New model identifies key player in ALS
Astrocytes discovered to be critical in the abnormal immune response of ALS
February 21, 2023
hiPSC-derived astrocytes (red) cultured in a microfluidic device. Nuclei are labeled in blue. ©Katarina Stoklund Dittlau
Leuven, 21 February – Amyotrophic lateral sclerosis (ALS) is an incurable neurological disease that affects the nerves connected to our muscles. Immune abnormalities have been found in patients with the disorder, but currently little is known about the underlying disease mechanisms. Now, the Ludo Van Den Bosch group at the VIB-KU Leuven Center for Brain & Disease Research used a new coculture system that identified astrocytes as a critical player in the abnormal immune response of ALS. Their findings and model could lead to the discovery of new therapeutic strategies for the disorder. Ludo Van Den Bosch also recently won the Generet Award for his work on ALS. The paper was published in Molecular Neurodegeneration.
Ludo Van Den Bosch: “We showed that astrocytes play a central role in the disease mechanism of ALS. We also proved that our new in vitro model helps to get better insights into the processes leading to denervation and reinnervation of muscle cells and could lead to the discovery of new therapeutic strategies for incurable diseases like ALS.”
- ALS is an incurable, rare motor neuron disease affecting around 6 to 7 people in 100,000. Worldwide, about 100,000 people die of ALS every year.
- Astrocytes are supporter cells for neurons and are known to play a role in the disease progression of ALS, but in-depth knowledge is still lacking.
- With a new in vitro model using human induced pluripotent stem cells (hiPSCs), the scientists discovered that astrocytes play a central role in the abnormal immune response documented in ALS.
- This discovery can provide novel avenues for therapeutic strategies, and the aim is to use the new in vitro model for drug development and testing.
ALS is the most common degenerative motor neuron disease in adults. The disorder is characterized by a selective loss of motor neurons, resulting in progressive muscle weakness and paralysis, as well as swallowing and speech difficulties. The disease can be inherited, with mutations in the FUS gene causing most young-onset cases of ALS. Patients usually succumb to the disease within 2 to 5 years after diagnosis. Every year, around 100,000 people die of ALS.
Astrocytes are star-shaped brain cells with many functions, including monitoring the electrical activity of neurons and maintaining an optimal neuronal function. They are also called ‘supporter’ cells for neurons. Astrocytes are thought to play an important role in ALS, but how exactly is not yet known. Now, the team of Ludo Van Den Bosch studied the role of astrocytes in ALS using a novel human coculture system, shedding light on their important function. This can lead to novel therapeutic possibilities for ALS.
Making human neuromuscular junctions in a dish
Since it is challenging to examine motor neurons in the brains and spinal cords of living ALS patients, the disease is studied in a dish.
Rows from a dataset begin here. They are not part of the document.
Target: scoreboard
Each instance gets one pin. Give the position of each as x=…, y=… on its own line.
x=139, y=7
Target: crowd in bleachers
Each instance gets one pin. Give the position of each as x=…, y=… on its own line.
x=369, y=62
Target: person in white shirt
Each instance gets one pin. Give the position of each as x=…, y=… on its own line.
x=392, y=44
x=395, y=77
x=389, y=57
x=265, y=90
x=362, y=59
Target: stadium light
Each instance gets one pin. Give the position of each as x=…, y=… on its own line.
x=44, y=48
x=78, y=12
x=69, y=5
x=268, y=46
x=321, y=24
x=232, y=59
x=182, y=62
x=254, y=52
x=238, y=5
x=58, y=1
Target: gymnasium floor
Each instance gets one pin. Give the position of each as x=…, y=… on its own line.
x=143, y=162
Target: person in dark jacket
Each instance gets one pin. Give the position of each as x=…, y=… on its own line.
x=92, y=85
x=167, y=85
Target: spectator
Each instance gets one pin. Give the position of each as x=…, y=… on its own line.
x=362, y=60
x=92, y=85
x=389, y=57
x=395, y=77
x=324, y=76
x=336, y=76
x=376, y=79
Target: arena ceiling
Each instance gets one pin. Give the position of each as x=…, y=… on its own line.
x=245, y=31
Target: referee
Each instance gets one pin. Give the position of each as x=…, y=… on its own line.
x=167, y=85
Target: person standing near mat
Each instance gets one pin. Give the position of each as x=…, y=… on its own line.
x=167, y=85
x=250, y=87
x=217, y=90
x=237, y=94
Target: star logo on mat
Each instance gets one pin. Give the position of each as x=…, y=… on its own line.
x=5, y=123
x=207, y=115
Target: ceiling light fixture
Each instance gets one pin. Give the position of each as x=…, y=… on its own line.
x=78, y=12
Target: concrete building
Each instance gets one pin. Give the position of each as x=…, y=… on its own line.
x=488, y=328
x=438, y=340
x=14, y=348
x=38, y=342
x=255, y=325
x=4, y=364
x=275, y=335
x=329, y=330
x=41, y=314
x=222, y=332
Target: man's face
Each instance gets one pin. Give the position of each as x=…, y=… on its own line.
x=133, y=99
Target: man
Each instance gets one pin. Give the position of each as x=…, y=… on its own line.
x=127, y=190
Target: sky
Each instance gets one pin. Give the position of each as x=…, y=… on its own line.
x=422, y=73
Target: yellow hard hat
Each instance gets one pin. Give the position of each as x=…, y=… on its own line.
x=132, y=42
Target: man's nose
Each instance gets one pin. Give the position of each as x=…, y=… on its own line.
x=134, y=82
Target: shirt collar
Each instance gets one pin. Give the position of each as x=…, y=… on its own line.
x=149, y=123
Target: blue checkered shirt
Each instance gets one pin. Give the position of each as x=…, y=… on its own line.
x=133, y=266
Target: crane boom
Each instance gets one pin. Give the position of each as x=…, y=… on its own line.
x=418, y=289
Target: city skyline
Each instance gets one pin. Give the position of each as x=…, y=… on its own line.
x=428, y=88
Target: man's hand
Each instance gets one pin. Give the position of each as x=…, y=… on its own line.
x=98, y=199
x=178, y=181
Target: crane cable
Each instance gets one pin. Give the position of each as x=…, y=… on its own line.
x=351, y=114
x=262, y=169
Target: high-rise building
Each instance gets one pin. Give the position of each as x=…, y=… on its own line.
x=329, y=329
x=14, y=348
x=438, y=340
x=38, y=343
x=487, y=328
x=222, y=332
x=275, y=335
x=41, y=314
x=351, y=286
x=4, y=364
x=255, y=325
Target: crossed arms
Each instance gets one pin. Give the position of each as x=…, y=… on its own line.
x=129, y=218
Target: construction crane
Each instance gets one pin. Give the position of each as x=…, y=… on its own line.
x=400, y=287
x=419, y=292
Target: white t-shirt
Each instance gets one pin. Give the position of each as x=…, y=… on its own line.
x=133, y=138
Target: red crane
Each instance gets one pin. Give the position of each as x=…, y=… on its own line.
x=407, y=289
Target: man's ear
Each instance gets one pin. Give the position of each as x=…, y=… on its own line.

By taking skin cells from an ALS patient and temporally expressing a few genes , human induced pluripotent stem cells (hiPSCs) are generated. This is done in close collaboration with the university hospital in Leuven and Professor Philip Van Damme, neurologist at UZ Leuven. By feeding the hiPSCs with specific supplements, they can change into any cell type in the body. The lab of Ludo Van Den Bosch used hiPSCs to study the connection between motor neurons and muscle cells in microfluidic devices.
In these cultures, muscle cells are grown on one side of the dish and motor neurons on the other. The motor neurons can grow toward the muscle cells through small channels or microgrooves, where they form their specialized connections called neuromuscular junctions. This in vitro model reflects the biology of a human patient more accurately while also providing means to standardize research on neuromuscular junctions in ALS.
In this study, the researchers used hiPSC-derived astrocytes from FUS-ALS patients and incorporated these cells into the model. They saw that the growth of the neuron extensions and the formation of neuromuscular junctions were inhibited. Interestingly, the addition of healthy astrocytes rescued these impairments.
Katarina Stoklund Dittlau, first author of the study: “We saw that the astrocytes, among other functions, produced inflammatory molecules which overall inhibited the formation of the neuromuscular junctions. These data clearly demonstrate that astrocytes play a central role in the abnormal immune response documented in ALS.”
This research might provide new therapeutic pathways for ALS by targeting the astrocyte activity. The fully human multicellular microfluidics model can be used for future studies and to test therapeutic strategies that prevent denervation or stimulate the formation of neuromuscular junctions.
FUS‑ALS hiPSC‑derived astrocytes impair human motor units through both gain‑of‑toxicity and loss‑of‑support mechanisms. Stoklund Dittlau, et al. Molecular Neurodegeneration, 2023. DOI10.1186/s13024-022-00591-3.